Fundamental US dollar forecast today
When people look calm, it doesn’t always mean they have no feelings. While the EURUSD swings around level 1.13, amazing things are happening in the market. US stock indexes drop by 4%-5%, and then quickly recover and close the day in the green zone. Never before has the Dow Jones covered the losses during one trading session if it fell by 1000 points or more. On Jan. 24, the drawdown was 1100 points.
Such a move was the biggest of its kind since January 2001, in the middle of the come-down from the dot-com bubble. Most of the other similar moves occurred in the next three years, with a few others coming during the 2008 financial crisis. Investors are trying to take into account many factors, including the Fed’s intention to hike the rates aggressively, the risks of a Russian invasion of Ukraine, and the omicron. Some traders are willing to buy out the drawdowns, although earlier since the beginning of the year, the crowd was actively selling on the price rise.
Bears, like Mizuho, expect the S&P 500 to drop by 12% as the panic grows. Bulls, like Credit Suisse, believe that a 27% rise in corporate profits and low real bond yields will support the US stock indexes. This is about volatility rather than a correction. High volatility is featured by the Forex as well, which increases the demand for safe-havens, like the euro and the yen, and encourages investors to sell off risky currencies, like the Australian and New Zealand dollars.
Investors are concerned about the Fed’s willingness to act aggressively, although the US economy almost stopped at the beginning of the year because of the omicron. Markit US Composite PMI has been down to 50.8, an eighteen-month low. Nonetheless, most of the negative is due to the lack of staff, and not to lockdowns, as before, according to Capital Economics. Domestic demand remains high. This gives reason to hope for a quick recovery of GDP as the epidemiological situation improves.
Market analysts suggest the Fed should stop the QE immediately, send clear signals about three or four rate hikes in 2022, and announce the plans to unwind the balance sheet already in March. Last time, after quitting asset purchases in 2014, the Fed held the balance sheet at the same level for 2.5 years and reduced it from $4.5 trillion to $3.7 trillion from 2017 to 2019. The current situation is different. The US central bank needs to move faster, or it risks losing credibility by chasing growing inflation rather than outpacing it.

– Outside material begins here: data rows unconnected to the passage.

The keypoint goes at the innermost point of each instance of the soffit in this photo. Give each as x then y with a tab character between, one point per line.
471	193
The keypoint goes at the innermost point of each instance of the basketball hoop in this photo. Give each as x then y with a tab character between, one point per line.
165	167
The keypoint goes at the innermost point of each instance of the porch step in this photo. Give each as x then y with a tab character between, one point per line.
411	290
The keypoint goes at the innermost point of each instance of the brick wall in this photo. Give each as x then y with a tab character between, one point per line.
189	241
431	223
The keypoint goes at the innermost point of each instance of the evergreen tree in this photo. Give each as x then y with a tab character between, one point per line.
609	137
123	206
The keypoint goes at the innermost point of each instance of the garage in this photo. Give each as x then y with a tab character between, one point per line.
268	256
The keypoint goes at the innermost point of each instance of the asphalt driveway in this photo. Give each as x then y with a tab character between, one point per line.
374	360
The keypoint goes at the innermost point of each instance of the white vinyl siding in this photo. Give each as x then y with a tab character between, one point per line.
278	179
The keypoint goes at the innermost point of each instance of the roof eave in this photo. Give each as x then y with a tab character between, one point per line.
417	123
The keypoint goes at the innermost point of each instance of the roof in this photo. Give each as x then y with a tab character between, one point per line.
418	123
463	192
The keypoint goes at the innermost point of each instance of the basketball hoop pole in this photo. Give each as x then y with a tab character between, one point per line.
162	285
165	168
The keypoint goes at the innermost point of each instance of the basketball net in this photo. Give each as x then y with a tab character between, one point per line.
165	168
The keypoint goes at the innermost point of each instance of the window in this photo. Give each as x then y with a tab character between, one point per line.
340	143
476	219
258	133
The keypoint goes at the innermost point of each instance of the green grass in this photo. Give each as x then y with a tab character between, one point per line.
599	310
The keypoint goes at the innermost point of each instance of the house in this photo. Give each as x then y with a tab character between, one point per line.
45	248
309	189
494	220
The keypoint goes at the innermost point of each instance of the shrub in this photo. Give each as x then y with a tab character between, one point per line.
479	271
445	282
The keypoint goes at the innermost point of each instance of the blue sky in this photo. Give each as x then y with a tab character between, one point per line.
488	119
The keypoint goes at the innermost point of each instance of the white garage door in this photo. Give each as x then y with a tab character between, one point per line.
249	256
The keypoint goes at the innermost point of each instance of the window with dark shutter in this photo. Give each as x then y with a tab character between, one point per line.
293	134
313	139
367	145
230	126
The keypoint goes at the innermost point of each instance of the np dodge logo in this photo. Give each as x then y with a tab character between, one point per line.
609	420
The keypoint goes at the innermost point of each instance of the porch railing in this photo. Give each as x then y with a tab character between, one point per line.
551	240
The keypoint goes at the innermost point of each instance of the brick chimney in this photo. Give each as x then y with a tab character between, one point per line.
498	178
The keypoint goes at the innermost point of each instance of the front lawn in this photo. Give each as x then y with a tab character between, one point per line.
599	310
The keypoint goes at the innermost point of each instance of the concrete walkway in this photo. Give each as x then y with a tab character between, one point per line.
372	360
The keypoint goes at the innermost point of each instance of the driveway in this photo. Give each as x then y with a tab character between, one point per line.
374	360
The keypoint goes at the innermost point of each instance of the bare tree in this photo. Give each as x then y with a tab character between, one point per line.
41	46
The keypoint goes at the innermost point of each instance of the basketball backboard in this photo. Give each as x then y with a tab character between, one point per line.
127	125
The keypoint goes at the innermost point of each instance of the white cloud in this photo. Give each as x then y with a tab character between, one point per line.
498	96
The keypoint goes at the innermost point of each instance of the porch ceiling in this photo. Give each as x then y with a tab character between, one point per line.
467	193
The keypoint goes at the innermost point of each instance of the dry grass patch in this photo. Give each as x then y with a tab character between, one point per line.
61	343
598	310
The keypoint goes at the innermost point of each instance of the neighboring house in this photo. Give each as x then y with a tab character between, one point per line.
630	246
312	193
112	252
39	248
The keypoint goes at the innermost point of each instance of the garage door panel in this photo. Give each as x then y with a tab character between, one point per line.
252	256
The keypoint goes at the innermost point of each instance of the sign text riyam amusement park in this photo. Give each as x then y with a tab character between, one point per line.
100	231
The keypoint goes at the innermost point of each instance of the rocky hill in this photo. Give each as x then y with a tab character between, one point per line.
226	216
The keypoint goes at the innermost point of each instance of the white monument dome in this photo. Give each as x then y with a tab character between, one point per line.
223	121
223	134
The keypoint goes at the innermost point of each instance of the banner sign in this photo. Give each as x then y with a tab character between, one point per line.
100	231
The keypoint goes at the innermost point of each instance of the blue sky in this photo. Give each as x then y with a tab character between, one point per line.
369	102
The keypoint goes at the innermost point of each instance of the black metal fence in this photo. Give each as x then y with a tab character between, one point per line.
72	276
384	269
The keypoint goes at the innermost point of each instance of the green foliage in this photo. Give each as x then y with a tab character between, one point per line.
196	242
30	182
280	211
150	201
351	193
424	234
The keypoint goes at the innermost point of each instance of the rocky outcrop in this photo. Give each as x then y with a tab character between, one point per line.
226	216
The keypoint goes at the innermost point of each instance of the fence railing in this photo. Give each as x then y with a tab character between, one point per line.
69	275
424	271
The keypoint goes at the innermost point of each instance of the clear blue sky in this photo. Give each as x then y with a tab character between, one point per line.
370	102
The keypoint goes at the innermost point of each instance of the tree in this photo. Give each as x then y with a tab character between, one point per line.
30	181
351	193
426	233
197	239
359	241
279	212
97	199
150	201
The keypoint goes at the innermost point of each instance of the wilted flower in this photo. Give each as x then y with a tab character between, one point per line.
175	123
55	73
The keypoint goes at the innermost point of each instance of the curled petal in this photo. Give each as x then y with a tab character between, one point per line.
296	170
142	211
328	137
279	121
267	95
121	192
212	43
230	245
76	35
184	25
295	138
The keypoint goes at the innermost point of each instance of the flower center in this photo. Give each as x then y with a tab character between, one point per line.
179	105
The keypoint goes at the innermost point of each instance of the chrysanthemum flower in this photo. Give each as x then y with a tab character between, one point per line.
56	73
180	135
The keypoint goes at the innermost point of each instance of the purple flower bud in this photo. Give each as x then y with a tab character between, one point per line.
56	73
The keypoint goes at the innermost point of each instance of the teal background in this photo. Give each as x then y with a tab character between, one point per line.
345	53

The expectations of a hawkish surprise from the Fed encourage speculators to buy the US dollar, which they were selling in the week ended Jan. 18 at the fastest pace since June 2020.
EURUSD trading plan today
In my opinion, if the Fed does not report anything new following the meeting on January 25-26, EURUSD could rise. Hints at a 50-basis-point rate hike in March, the QE completion, or other hawkish surprises will encourage the bears. In the meanwhile, the major currency pair is consolidating in the range of 1.127-1.135 ahead of the outcomes of the FOMC meeting. I don’t recommend entering any trades.